We used widely known constructs in economics and applied each step we proposed in the guidelines. We compared the outcomes of three weighting schemes: PLS Mode A, PLS Mode B, and Sum Scores. Even though an isolated composite is not identified, as soon as an emergent variable is embedded in a wider model (i.e., it is studied in its nomological net), there is only one possible set of weights that fulfill the requirements of an emergent variable.

Based on the results from the illustrative example that included composites, similar to the findings of Schuberth et al. (2020) and (Becker et al. 2012), PLS Mode B produced not only consistent estimates, but also acceptable discrepancy measures Therefore, it was preferable over the other weighting schemes. On the other hand, in the case of a large degree of multicollinearity among the indicators of a composite, the use of PLS Mode A might be worthwhile (Schuberth et al. 2020).

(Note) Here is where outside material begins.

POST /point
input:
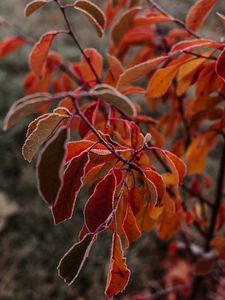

Since any preliminary study is limited by its design, we recommend future research to conduct more complex index studies. For instance, researchers could attempt to develop higher-order models and/or test the relationships between various indices.

7 Conclusions

Indices are often used in economics and finance research to test various types of theoretical concepts, such as market potential, as well as to estimate and test their relationships. PLS-PM is a useful estimator for this purpose. However, determining optimum weights for indices remains an open issue in PLS-PM analyses. This study provides guidelines on PLS-PM for composite analysis by testing three weighting schemes (PLS Mode A, PLS Mode B, and Sum Score). To achieve this, an example was provided with an estimation of the effect of MPI on FDI and GDP. Two hypotheses were developed based on the extant literature. As a result, the key contribution of this study to the methodological literature on the empirical research in economics and finance was the attempt to determine the optimum weights of indices. Further research is recommended to test how would PLS-PM perform as an alternative to econometric analyses and how to transfer modeling tactics to panel data.

The empirical study revealed that whereas PLS Mode A and sum scores yielded a significant model misfit, the model’s goodness of fit was acceptable when PLS Mode B was employed.Therefore, based on the results, we recommend using PLS Mode B to determine weights in PLS-PM studies that involve the use of indices in economics and finance.